Alejandro’s store has thus garnered a reputation that extends even to areas he didn’t expect.
“Matter of fact, the other day I had a customer and he says, ‘hey, man, you know, you’re very popular in prison.’ And I said, ‘what?’ ‘You’re very popular in prison,’” Alejandro said.
“I said, ‘I’ve never been to prison.’
‘Yeah, but everybody knows about your Stacy Adams!’
And so I started to laugh. I said, ‘Well, that’s nice to hear.’”
Ray’s Footwear is, in some ways, an institution of Robstown’s past – weathering the storm of modernization and serving as a link to the city’s heyday, when bars and dancehalls made the streets rumble and ascendant Chicano politics pushed a deeper cultural consciousness within the rural community.
It’s an era Alejandro remembers fondly. He recalls seeing such burgeoning legends like Johnny Canales play in one of the city’s dancehalls when he was still a teen.
But being in business as long as he has, he’s also watched those bustling days slowly fade away.
“One of the biggest changes that I saw here was when Walmart came in. They closed all the stores here, and then they closed and left,” Alejandro said.

And while Alejandro says his business was spared from Walmart’s move because of the exclusivity of his product, recent years still have posed challenges.
“It’s gotten a lot harder now because when the COVID came in, a lot of the plants that I used to buy from, they closed down,” Alejandro said, pointing to some of his shelves. “I used to have that full of hats, full of shoes, belts, everything. But some, you can’t get a hold of them anymore.”
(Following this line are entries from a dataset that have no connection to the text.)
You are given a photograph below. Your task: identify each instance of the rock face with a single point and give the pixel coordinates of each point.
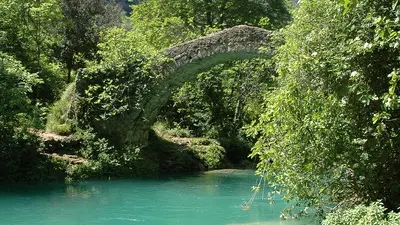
(188, 59)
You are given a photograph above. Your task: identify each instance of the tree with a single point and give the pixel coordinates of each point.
(166, 23)
(29, 30)
(331, 125)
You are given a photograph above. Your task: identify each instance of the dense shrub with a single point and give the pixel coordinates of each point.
(374, 214)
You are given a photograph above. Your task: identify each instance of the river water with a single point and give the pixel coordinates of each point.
(212, 198)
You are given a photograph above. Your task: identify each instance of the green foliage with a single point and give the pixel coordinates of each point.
(28, 31)
(330, 128)
(83, 23)
(111, 90)
(178, 20)
(210, 152)
(62, 116)
(374, 214)
(19, 156)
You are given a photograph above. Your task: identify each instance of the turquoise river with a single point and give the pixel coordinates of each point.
(212, 198)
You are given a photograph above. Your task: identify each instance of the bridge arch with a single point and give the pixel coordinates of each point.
(189, 59)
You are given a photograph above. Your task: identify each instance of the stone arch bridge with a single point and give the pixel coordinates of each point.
(189, 59)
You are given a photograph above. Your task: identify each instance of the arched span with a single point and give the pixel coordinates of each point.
(189, 59)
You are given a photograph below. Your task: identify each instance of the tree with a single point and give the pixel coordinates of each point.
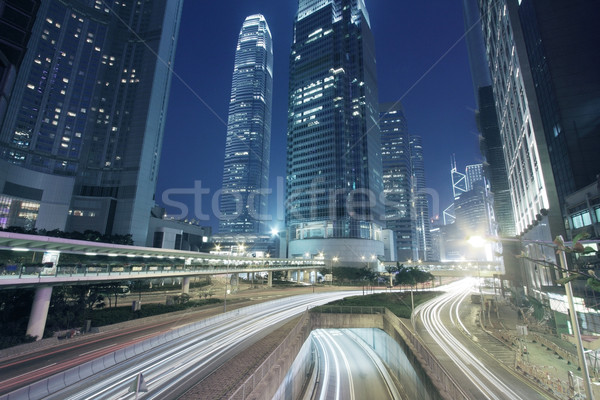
(392, 270)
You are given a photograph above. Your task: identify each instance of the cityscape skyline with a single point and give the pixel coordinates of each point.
(199, 98)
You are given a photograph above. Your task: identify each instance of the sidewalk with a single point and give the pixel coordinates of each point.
(543, 358)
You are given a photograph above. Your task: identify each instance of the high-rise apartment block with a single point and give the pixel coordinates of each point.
(247, 148)
(334, 172)
(81, 140)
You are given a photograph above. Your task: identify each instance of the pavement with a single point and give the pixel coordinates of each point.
(540, 356)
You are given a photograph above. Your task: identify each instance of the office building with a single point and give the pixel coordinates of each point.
(397, 179)
(423, 222)
(473, 174)
(334, 172)
(247, 149)
(544, 64)
(82, 136)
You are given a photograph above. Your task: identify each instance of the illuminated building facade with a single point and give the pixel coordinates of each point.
(398, 180)
(334, 171)
(423, 222)
(247, 148)
(84, 126)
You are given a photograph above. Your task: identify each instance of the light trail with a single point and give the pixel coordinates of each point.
(474, 370)
(171, 368)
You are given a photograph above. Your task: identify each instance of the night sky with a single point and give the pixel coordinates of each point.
(421, 60)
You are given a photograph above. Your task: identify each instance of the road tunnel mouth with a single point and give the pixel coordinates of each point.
(355, 363)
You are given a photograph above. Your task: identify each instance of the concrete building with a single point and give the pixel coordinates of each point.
(247, 148)
(334, 172)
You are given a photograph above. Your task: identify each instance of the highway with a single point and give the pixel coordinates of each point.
(348, 369)
(172, 368)
(446, 328)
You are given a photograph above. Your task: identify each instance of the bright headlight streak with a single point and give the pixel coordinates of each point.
(225, 332)
(456, 351)
(346, 363)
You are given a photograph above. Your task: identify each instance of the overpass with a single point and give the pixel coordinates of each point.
(121, 263)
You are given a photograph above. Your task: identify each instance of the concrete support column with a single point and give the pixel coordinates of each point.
(185, 285)
(39, 312)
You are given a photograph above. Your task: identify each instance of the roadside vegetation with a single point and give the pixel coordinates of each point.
(398, 303)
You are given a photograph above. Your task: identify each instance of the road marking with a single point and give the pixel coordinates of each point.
(30, 372)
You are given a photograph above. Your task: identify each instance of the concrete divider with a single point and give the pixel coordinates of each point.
(438, 381)
(71, 376)
(42, 389)
(38, 390)
(19, 394)
(56, 383)
(85, 370)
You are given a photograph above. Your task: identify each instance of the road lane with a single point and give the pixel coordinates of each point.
(174, 366)
(441, 326)
(348, 369)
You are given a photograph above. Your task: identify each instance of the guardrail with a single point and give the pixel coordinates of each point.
(292, 343)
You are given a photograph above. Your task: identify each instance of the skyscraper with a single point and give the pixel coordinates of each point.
(544, 64)
(420, 199)
(334, 172)
(247, 147)
(474, 174)
(398, 180)
(487, 121)
(82, 136)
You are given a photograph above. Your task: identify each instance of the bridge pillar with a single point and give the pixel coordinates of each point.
(185, 285)
(39, 312)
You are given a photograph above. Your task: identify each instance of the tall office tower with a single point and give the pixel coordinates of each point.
(334, 173)
(247, 148)
(423, 223)
(397, 179)
(487, 121)
(82, 136)
(547, 95)
(474, 174)
(495, 168)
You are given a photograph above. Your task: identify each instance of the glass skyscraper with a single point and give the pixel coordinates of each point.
(398, 180)
(421, 205)
(334, 171)
(82, 136)
(247, 148)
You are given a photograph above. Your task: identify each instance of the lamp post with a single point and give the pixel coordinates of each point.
(333, 260)
(560, 250)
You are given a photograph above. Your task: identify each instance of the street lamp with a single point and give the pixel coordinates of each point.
(334, 260)
(560, 250)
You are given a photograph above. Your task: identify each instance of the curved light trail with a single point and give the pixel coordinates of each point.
(486, 381)
(172, 368)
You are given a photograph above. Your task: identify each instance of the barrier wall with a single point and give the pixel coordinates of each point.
(436, 382)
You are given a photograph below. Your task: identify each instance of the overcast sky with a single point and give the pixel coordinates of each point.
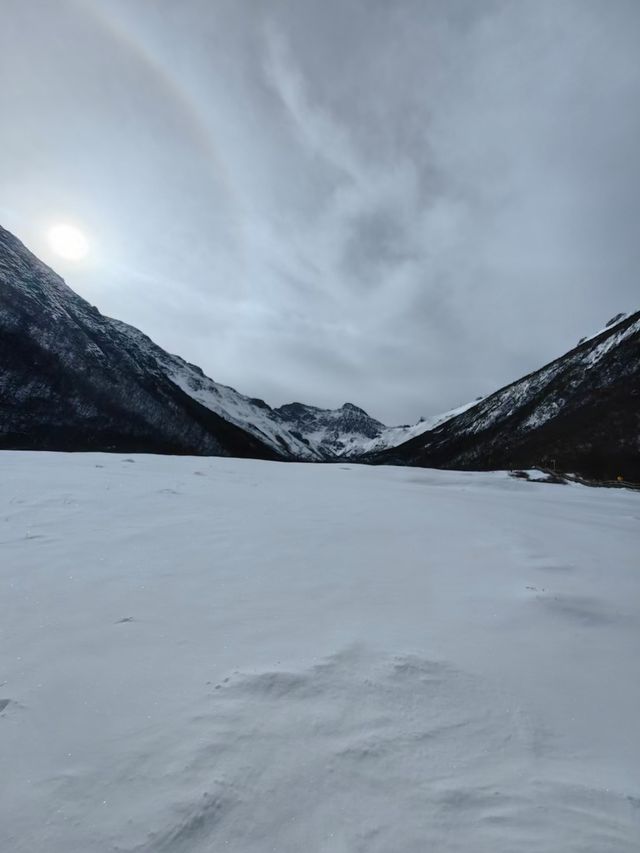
(400, 204)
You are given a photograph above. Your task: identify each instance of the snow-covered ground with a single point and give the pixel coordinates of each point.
(213, 654)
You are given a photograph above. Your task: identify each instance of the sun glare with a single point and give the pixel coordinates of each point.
(68, 242)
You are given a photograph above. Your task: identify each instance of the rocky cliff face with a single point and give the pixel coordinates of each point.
(580, 413)
(71, 379)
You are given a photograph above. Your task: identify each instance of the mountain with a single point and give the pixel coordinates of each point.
(72, 379)
(580, 413)
(349, 431)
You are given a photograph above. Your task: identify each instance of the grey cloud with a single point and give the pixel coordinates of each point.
(402, 204)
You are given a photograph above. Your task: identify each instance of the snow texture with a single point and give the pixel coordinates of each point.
(207, 654)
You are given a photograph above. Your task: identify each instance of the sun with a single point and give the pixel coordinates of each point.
(68, 242)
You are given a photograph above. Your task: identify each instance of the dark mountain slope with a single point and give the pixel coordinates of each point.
(71, 379)
(580, 413)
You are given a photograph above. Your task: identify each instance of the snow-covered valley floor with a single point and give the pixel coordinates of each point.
(225, 655)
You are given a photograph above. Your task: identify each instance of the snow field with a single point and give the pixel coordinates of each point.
(214, 654)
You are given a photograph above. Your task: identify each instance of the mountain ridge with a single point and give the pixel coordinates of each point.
(73, 379)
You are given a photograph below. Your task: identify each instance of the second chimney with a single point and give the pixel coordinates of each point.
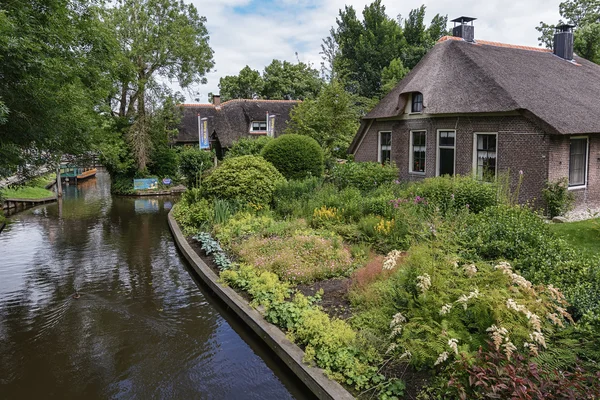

Still, Alejandro says he and his wife – who runs a salon that has been in business just as long as his shop – continue on with their work while scaling back the hours to make time to relax and travel.
If the day ever comes that he closes up shop, Alejandro says he would likely have a big sale. But when that time comes is still up in the air.
For now, he continues to run the small, blue shop that has seen the community around it change so much over the decades – all while keeping its style and legacy on solid footing.